Yesterday, I stopped at Subway for a sandwich. The young guy who started my sub then said, "Sir, I ask this only because I care about the quality of your sandwich: are you willing to have this black guy put on your vegetables?" I stared at him. "Please realize sir, he is black." This was obviously his idea of humor and the young man to whom he was referring looked somewhat bemused and mostly resigned. I said to him, "It's an odd country. You can be white and black and black is what you are labeled." "Yeah," he said. "I'm half nigger and half cracker." Oh good, I thought, my sandwich is going to be made by a young man filled with self loathing. Unsurprisingly, it was tasteless. I should have said something witty or acerbic or critical, like "Oh yeah!" but instead, all I said was, "I'll have the cucumbers, alfalfa sprouts, and olives."
In the wake of Geraldine Ferraro's racist remark about Obama, I do wonder about this. How is this that a man who has one white parent and one black is automatically considered a black man? ("I don't know why people are so shocked that she would say this," quips Bernard. "Those Italians are notoriously racist.")

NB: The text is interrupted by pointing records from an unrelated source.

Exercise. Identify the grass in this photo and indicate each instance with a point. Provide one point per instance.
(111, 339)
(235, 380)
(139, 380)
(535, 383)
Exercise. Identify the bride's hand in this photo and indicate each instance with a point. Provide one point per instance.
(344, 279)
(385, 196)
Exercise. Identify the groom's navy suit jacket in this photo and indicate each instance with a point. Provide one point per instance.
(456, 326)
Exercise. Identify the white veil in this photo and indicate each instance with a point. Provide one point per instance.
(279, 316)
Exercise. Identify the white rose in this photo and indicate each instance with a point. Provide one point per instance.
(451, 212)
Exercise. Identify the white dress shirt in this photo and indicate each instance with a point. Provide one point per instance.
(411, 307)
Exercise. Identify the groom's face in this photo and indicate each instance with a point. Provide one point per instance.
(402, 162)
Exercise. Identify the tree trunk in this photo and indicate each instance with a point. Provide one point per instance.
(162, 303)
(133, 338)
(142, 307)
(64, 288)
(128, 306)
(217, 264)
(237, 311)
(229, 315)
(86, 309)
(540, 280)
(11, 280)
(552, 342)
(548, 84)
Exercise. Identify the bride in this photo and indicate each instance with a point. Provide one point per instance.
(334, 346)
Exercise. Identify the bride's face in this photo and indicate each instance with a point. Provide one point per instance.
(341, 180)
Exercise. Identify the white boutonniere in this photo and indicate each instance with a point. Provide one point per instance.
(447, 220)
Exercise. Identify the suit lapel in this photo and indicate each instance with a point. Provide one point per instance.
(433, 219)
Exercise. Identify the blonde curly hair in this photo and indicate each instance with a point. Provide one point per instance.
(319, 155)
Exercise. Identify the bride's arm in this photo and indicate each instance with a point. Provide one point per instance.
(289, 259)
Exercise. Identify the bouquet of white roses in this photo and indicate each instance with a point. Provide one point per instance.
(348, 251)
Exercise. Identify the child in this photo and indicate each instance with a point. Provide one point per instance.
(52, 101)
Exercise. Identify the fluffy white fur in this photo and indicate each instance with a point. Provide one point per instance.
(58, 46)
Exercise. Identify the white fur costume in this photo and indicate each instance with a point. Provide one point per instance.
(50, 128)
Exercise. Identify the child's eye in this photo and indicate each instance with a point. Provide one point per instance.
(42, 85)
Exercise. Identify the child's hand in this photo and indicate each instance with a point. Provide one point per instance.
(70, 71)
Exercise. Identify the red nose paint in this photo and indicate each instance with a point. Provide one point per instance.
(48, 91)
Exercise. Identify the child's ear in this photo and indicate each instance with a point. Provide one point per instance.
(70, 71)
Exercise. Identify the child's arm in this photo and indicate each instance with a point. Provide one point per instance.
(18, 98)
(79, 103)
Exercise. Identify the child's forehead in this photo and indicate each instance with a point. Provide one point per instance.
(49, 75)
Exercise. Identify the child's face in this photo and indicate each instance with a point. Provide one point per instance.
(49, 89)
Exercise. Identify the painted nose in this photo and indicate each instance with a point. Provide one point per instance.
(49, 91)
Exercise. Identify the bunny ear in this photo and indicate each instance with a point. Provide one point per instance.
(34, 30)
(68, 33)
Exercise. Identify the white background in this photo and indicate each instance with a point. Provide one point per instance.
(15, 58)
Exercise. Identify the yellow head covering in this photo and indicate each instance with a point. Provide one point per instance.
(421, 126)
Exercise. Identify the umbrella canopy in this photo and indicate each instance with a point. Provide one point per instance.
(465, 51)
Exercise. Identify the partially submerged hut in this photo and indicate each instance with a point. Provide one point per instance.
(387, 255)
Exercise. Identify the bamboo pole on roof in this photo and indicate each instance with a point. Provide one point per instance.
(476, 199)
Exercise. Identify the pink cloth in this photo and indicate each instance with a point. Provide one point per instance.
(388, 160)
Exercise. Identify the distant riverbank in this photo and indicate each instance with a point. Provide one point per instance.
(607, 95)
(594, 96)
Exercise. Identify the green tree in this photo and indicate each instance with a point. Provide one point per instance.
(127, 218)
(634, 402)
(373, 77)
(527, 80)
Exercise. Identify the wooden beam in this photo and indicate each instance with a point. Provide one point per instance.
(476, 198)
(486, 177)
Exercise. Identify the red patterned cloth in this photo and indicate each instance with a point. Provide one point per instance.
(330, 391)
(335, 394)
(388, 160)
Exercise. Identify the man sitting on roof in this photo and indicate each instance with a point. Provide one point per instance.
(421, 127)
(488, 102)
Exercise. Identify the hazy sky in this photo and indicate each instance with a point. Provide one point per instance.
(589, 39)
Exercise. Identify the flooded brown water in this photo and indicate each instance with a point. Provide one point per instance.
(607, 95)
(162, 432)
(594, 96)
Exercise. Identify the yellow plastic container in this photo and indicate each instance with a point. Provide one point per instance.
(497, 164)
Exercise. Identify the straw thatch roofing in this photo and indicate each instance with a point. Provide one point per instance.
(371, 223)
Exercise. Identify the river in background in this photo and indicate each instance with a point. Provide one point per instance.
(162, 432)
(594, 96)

In a great scene from one of Jorge Amado's novels, a group of Brazilians are gathered around discussing race. Brazil has a little of everything and in spite of a reputation for being generally tolerant of one another, race problems emerge. The characters are getting quite philosophical about all this when (I believe it was) the blacksmith breaks his silence. "The answer is to have everyone interbreed until even God can't tell them apart," he announces. At 20, this seemed like a brilliant solution to me but I got very little cooperation in my attempts to put it into action.
Maybe, just maybe, when we finally read that Obama is a white guy whose father was black, we'll be en route to this world of racial confusion. I may have scuttled my personal plans to execute Amado's plan, but I still think that racial confusion might be the final solution to racist confusion.